Some people talked really bad about me, mean things, and other supported me as family and friends. I was thinking how cruel people can be when I was injured and I made a really important decision. The best decision I’ve ever made in my life. I’m criticized without suffering a defeat, and I imagined how it would be if I had fought for the fans, for the promotion, for anything, and suffered a defeat. But I didn’t suffer a defeat.
I decided not to fight because of my health, so I can recover and be 100 percent. Imagine if you’re remembered as that guy that suffered a severe injury, the guy that became paralyzed. Imagine that. How would people talk about me? Would those people care to know about me later, or only now that I’m the champion?
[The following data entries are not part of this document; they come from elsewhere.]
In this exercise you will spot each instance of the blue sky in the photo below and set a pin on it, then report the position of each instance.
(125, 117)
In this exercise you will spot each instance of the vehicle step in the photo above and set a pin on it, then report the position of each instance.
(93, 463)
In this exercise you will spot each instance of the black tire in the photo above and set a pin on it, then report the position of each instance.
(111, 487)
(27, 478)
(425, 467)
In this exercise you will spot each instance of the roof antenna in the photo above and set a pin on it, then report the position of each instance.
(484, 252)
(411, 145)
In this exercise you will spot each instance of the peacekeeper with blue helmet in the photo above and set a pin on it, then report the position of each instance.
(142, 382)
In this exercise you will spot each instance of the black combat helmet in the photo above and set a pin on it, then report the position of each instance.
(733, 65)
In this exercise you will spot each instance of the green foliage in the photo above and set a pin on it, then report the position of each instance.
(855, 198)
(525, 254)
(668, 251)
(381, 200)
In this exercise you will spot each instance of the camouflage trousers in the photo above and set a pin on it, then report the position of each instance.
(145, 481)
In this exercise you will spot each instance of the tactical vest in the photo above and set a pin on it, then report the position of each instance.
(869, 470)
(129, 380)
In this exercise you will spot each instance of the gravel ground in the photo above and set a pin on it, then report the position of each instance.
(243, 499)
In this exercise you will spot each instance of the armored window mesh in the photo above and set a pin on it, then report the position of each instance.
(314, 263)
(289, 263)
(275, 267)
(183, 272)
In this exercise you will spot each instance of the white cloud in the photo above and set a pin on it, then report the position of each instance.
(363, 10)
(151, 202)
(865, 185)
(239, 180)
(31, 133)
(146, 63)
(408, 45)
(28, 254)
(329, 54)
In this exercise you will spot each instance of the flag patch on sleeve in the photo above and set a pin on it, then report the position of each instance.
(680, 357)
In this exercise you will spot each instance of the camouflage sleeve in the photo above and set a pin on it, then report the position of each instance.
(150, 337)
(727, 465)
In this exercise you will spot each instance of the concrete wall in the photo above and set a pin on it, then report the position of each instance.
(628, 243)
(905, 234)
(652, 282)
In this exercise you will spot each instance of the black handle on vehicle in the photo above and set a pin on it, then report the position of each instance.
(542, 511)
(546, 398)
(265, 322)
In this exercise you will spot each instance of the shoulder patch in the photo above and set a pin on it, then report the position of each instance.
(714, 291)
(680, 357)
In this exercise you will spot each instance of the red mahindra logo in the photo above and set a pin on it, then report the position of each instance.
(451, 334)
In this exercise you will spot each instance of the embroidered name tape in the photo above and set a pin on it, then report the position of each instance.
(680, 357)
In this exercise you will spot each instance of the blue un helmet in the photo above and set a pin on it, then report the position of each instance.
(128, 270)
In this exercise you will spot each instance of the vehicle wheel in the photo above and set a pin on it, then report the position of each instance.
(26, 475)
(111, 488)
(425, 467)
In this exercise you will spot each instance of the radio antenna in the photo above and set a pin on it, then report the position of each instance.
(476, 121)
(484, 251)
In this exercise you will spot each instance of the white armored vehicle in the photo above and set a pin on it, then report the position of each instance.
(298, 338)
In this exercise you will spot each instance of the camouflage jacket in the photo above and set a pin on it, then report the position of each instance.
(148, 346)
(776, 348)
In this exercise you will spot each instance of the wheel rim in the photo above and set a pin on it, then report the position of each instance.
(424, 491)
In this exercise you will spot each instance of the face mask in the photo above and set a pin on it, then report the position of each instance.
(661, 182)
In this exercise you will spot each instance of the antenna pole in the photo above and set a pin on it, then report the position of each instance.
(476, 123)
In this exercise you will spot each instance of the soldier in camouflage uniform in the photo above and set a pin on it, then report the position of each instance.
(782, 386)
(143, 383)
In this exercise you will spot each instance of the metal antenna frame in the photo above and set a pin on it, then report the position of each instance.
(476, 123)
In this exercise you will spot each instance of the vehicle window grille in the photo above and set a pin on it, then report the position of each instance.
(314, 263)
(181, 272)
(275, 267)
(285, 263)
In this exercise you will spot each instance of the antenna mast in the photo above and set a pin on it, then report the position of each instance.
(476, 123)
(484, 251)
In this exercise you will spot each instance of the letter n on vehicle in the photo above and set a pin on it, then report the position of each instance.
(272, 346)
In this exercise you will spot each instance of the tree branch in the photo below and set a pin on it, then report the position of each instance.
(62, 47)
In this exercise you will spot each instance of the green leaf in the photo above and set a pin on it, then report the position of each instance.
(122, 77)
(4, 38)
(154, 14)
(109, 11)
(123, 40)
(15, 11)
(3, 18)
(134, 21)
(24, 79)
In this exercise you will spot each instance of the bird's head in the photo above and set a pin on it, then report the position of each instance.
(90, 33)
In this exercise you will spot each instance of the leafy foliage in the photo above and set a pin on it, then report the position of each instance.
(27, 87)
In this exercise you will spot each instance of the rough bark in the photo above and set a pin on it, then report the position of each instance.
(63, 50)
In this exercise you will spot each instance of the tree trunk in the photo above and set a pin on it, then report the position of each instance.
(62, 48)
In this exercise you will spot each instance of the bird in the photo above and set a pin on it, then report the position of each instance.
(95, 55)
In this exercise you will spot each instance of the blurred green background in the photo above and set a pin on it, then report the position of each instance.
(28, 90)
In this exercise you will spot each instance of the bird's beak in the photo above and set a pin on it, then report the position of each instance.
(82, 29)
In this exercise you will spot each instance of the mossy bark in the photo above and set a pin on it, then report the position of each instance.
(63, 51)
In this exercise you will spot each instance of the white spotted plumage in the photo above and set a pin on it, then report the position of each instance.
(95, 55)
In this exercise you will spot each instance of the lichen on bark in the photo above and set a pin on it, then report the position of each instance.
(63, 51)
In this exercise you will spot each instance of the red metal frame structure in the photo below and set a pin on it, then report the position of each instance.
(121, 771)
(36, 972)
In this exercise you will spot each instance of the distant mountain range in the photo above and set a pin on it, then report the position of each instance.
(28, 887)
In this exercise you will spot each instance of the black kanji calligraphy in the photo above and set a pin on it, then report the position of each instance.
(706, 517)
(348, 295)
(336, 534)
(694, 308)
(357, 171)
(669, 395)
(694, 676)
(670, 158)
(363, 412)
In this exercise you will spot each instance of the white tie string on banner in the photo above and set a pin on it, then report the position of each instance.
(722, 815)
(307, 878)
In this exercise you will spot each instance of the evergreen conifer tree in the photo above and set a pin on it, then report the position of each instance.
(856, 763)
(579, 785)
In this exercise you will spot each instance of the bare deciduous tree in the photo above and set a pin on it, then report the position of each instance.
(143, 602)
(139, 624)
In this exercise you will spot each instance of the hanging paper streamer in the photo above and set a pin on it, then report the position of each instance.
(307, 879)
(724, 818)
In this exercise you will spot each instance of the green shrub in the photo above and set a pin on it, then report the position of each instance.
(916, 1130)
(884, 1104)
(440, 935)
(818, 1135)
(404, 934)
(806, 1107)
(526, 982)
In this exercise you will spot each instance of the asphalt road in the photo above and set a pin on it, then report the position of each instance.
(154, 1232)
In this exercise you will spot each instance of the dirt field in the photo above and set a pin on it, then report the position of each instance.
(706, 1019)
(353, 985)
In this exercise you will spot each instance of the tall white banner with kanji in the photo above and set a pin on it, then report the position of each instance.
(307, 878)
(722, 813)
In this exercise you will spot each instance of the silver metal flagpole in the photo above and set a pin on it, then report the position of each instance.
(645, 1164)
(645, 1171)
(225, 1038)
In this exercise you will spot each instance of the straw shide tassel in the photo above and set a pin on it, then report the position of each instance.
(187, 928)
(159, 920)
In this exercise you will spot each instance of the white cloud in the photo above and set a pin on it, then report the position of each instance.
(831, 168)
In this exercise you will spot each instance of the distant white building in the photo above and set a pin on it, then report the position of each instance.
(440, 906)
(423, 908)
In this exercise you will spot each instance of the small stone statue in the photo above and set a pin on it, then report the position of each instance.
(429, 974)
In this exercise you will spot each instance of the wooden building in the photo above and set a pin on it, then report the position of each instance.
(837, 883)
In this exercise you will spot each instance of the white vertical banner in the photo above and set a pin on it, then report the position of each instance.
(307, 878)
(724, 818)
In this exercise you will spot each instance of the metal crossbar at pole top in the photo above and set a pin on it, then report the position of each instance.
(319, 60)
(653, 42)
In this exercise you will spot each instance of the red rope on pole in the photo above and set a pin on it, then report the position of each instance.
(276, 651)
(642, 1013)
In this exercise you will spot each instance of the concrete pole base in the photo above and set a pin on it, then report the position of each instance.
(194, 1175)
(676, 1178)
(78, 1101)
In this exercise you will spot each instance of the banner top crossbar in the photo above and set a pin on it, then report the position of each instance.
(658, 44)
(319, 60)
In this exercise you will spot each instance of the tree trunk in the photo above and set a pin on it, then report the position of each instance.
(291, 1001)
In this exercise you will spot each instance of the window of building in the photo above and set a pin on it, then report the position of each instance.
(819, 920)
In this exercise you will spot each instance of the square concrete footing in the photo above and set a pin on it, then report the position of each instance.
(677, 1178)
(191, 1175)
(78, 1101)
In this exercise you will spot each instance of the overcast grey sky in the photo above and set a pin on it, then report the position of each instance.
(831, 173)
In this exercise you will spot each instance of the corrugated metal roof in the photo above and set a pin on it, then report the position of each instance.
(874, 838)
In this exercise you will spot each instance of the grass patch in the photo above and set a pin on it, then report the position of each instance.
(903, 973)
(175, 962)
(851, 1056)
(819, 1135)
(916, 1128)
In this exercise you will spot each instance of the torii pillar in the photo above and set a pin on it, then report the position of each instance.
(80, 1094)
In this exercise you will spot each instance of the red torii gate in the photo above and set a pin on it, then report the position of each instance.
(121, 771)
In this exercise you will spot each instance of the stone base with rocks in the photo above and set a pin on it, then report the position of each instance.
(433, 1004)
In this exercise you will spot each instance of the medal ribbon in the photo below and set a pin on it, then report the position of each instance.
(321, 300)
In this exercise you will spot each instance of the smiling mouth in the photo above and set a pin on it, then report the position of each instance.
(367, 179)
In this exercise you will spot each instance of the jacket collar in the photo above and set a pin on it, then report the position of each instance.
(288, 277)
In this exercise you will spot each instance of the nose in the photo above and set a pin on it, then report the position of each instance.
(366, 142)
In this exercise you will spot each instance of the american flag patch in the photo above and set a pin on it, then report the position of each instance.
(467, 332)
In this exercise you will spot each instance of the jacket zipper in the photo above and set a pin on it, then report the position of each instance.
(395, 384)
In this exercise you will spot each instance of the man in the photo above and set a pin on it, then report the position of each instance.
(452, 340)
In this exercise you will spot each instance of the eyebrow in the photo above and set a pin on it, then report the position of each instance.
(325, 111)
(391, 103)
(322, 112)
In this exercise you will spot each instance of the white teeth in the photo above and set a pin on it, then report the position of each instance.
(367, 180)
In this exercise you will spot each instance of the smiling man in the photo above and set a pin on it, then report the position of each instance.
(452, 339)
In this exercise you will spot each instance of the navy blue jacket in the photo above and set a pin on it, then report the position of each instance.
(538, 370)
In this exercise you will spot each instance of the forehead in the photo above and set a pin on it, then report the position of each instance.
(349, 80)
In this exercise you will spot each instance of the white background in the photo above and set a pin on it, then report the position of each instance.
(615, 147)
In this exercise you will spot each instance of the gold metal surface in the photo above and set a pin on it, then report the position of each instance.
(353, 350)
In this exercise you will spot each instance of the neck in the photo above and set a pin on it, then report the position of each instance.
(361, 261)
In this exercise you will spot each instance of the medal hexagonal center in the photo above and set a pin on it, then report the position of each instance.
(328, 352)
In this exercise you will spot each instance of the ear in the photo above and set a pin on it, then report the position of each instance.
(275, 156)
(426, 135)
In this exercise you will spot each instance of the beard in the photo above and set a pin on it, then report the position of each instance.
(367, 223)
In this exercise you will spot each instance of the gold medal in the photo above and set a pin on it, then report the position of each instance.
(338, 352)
It was good in a way. Of course I’m upset I wasn’t able to fight, that I trained and did a strategy to fight Cain and this happened, but it was good that I didn’t suffer a defeat. I imagine (when) Anderson Silva (lost), when Jon Jones had issues with the justice and drugs, when Ronda (Rousey) lost and everyone went all over her. I didn’t even fight, and people were all over me, criticizing me. Everyone makes his own reality. The important is that you enjoy your family, your life. There’s no other option. That’s what matters the most.
At the same time, I say that was the best decision I’ve ever made because I can see who’s who, and who’s with me in the toughest hours. I wasn’t able to do what I love. I love to fight and train so I can go there and put on a show and interact with the fans. This glamour that the fight business has motivates me, but at the same time it unmotivated me.
I haven’t fought after training hard and dedicating with my team and all my coaches, and see this. I was able to see all this. How people are mean. Those people who criticize me have to look inside themselves, see how their lives are, and think about it. ‘I’m criticizing him, but how am I? Am I happy with myself? Am I happier when I’m criticizing the other?’
That’s what I had to say. I had to get this out of my chest. Again, that was the best decision I’ve ever made in my life, not to fight and think about myself.”